George Floyd’un altı yaşındaki kızı bile, o çocuk yaşıyla bu gerçeği “babam dünyayı değiştirdi” sözleriyle dile getirmişti.

George Floyd’un tetiklediği ayaklanma, dünyayı şimdiden, ayaklanma çok daha ileri noktalara gitmese bile, değiştirdi.

Peki nasıl oldu da siyahi olduğu için ırkçı bir polis tarafından katledilen George Floyd’un ölümü dünyayı değiştirecek bir ayaklanmayı tetikledi?

Büyük kitle gösterileri ABD’yle sınırlı kalmadı, bütün dünyaya yayıldı; ateş her tarafı sardı.

Ayaklanan, büyük kitle eylemlerine katılan yüzbinlerin ayağa kalkarken bayraklarına ırkçılığı hedef alan sloganlar yazmış olmaları kimseyi aldatmasın.
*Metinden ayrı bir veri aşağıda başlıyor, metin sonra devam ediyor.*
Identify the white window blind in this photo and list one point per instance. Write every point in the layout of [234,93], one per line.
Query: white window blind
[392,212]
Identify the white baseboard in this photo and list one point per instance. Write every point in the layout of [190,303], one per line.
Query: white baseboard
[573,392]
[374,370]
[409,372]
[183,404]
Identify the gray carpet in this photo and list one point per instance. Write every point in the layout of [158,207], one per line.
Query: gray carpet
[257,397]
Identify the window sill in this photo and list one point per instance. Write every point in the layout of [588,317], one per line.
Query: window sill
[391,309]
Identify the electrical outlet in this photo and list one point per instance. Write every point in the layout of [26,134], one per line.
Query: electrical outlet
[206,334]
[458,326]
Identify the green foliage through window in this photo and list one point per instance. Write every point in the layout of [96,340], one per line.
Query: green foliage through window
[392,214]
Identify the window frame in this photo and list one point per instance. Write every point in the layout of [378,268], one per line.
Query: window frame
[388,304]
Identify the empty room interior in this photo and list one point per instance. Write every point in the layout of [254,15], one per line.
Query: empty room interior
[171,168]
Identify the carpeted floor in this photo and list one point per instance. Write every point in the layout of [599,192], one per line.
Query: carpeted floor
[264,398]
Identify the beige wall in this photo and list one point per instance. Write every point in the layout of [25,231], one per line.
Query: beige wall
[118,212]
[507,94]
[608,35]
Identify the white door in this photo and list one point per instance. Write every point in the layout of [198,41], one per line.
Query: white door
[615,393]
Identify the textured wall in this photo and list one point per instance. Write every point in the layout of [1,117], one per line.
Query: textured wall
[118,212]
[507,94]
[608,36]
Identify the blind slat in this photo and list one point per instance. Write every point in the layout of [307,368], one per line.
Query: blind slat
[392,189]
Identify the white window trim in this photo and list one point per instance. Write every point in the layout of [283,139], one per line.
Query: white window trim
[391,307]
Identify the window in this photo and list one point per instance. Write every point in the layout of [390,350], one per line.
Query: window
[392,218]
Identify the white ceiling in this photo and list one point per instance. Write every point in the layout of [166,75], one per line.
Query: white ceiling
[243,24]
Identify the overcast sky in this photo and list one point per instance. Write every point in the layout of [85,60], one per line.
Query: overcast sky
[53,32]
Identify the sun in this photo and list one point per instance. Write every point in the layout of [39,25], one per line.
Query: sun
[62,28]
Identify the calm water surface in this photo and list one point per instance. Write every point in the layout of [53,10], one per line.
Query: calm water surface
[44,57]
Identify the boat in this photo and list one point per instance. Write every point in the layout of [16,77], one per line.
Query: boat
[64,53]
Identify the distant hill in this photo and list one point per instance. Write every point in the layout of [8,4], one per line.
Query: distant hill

Kitleler, ırkçılığı hedef alan slogan ve istemlerle ayağa kalkarlarken gerçekte kapitalizmin tüm sonuçlarına ve bizzat kendisine karşı bir mücadele isteği ile ayağa kalkıyorlar.

“Unutmayalım ki, -diyor Batılı bir yazar- tüm Batı sistemi endemik olarak ırkçıdır, bu yüzden ‘ırkçılık’ karşıtlığı, ‘sistem’ karşıtlığı ile eş anlamlıdır.” Aklı başında hiç kimse bu sözlere karşı çıkamaz.
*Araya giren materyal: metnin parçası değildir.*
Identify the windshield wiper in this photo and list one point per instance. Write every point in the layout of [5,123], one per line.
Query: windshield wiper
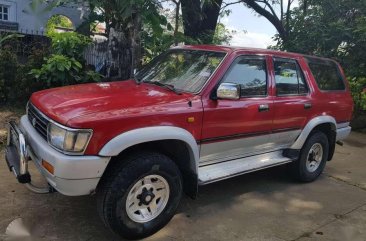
[168,86]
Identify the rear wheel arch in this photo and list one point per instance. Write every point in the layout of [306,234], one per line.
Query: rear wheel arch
[323,122]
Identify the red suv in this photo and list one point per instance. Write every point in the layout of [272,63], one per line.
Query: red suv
[194,115]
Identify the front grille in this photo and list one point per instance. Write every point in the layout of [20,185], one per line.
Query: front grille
[38,121]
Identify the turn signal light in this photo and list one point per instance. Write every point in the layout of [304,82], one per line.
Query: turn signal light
[48,166]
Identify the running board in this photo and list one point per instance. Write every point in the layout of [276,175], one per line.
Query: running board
[227,169]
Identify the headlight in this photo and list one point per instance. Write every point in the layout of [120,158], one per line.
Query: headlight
[68,140]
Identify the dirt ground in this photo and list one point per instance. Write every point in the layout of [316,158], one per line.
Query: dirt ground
[266,205]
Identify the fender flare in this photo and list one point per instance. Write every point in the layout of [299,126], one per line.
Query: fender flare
[155,133]
[310,126]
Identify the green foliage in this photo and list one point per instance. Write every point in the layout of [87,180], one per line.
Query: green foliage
[334,29]
[6,37]
[66,65]
[358,89]
[57,21]
[70,44]
[222,35]
[8,64]
[59,70]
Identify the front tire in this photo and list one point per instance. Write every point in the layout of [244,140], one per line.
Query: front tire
[139,197]
[313,157]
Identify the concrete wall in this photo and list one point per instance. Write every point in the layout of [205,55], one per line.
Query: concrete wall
[33,21]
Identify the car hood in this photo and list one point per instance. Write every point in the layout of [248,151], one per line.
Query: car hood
[65,103]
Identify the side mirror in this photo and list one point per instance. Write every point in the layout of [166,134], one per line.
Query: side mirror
[228,91]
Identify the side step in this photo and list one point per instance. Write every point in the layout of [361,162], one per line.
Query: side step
[223,170]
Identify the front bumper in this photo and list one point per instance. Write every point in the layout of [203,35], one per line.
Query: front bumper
[73,175]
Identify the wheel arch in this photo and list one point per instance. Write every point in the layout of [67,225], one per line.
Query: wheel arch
[326,124]
[175,142]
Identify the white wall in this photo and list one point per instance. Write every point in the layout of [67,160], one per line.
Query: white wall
[34,21]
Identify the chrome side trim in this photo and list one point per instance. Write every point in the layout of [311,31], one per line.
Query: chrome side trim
[310,126]
[155,133]
[245,146]
[220,171]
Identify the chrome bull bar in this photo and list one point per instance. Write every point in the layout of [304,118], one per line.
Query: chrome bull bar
[17,158]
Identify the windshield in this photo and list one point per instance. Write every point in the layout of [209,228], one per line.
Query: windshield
[185,70]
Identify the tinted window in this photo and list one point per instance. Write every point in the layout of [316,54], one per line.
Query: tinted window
[250,73]
[326,74]
[289,78]
[186,70]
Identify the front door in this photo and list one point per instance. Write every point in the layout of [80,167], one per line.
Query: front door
[237,128]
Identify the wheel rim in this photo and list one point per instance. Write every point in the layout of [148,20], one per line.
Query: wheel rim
[147,198]
[315,157]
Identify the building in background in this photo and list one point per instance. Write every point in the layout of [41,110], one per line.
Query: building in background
[19,16]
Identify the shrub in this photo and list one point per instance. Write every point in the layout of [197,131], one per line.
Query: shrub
[66,64]
[8,70]
[357,86]
[70,44]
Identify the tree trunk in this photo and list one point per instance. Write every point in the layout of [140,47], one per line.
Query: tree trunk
[119,57]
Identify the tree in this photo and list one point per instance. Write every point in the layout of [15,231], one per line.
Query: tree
[280,19]
[200,19]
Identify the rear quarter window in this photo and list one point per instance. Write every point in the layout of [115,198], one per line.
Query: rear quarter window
[327,74]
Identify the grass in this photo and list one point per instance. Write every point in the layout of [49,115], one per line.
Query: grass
[8,113]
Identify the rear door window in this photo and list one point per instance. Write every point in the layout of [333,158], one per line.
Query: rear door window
[326,74]
[289,77]
[250,72]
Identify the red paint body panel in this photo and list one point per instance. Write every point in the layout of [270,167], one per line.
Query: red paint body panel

Irkçılık, her türden ayrımcılık, ötekileştirme, baskı, sömürü, yoksulluk kapitalizmden ayrılamaz. Bunlara karşı mücadele eden kitleler ilk adımlarından hemen sonra karşılarında burjuvazinin ekonomik ve politik ayrıcalıklarını korumakla görevli polisi, askeri, yani burjuva devletin kendisini görüyorlar. ABD’de dün gördükleri gibi...
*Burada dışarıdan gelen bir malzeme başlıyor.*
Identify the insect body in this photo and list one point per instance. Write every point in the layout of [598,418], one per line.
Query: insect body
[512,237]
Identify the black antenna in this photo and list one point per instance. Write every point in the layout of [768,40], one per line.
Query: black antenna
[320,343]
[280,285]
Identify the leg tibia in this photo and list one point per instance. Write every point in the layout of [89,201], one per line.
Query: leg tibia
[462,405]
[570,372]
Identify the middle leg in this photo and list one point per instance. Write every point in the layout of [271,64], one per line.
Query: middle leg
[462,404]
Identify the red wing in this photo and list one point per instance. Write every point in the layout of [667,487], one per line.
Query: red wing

George Floyd’tan önce pek çok siyahi Amerikan vatandaşı aynı şekilde ve aynı ırkçı nedenle katledildikleri halde hiç birinin ölümü bu sonuca yol açmamıştı. Neden dün değil de bugün?

Bu soru ancak, devrimci durumun emperyalist-kapitalist sistemin tümüne yayılmış olmasıyla açıklanabilir.

George Floyd’un katledilmesinin, şimdi bu kadar derin ve geniş coğrafyaya yayılan bir etki göstermesi, emperyalizme karşı küresel bir ayaklanmayı tetikleyecek bir potansiyele erişmesi yine koşulların aynı niteliği ile açıklanabilir.

Koşulların bu niteliğinden dolayı, kitle eylemleri, dünyanın her yerinde, doğrudan burjuva egemenliğe yöneliyor ve en küçük bir çatışma kısa sürede isyan ve ayaklanmalara dönüşüyor. Şili’de metro ücretlerine yüzde dört oranında zam yapılması, Lübnan’da internete vergi getirilmesi büyük halk ayaklanmalarına yol açmıştı.

Devrimci durum koşullarında, her devrimci komünist partinin ilk görevi, devrimi pratik bir sorun olarak ele almaktır.

Evet, ABD dahil, bütün dünyada devrim pratik bir sorun haline gelmiştir. Burjuva devletin zora dayalı bir devrimle yıkılması ve politik iktidarın ele geçirilmesi pratik bir mesele halini almıştır. Bir devrimci komünist parti, soruna böyle yaklaşmadan, proletarya ve emekçi sınıflara politik iktidarın zora dayalı bir devrimle ele geçirilmesini birinci ve temel hedef olarak göstermeden devrimci komünist bir zeminde artık kalamaz.

Elbette, gelişmelerin sıçramalar halinde ortaya çıktığını kavramayan uzlaşmacılar ve sosyal reformistler bu değişimi anlayamazlar. Hele de ABD gibi emperyalist-kapitalist sistemin kalbinde iktidarın proletaryanın, emekçi sınıfların eline geçmesini tahayyül bile edemezler. Çünkü onların gerçek dünyasında -itiraf etmeseler de- emperyalist sistem belirsiz bir geleceğe kadar kalıcıdır.

Fakat emekçi sınıflar, proletarya başka türlü düşünüyor ve sadece bağımlı ülkelerde değil, emperyalist-kapitalist sistemin kalbinde, ABD’de dahi iktidara, “power”a yöneliyorlar.

Bütün dünyada “Şimdi Devrim Zamanı”.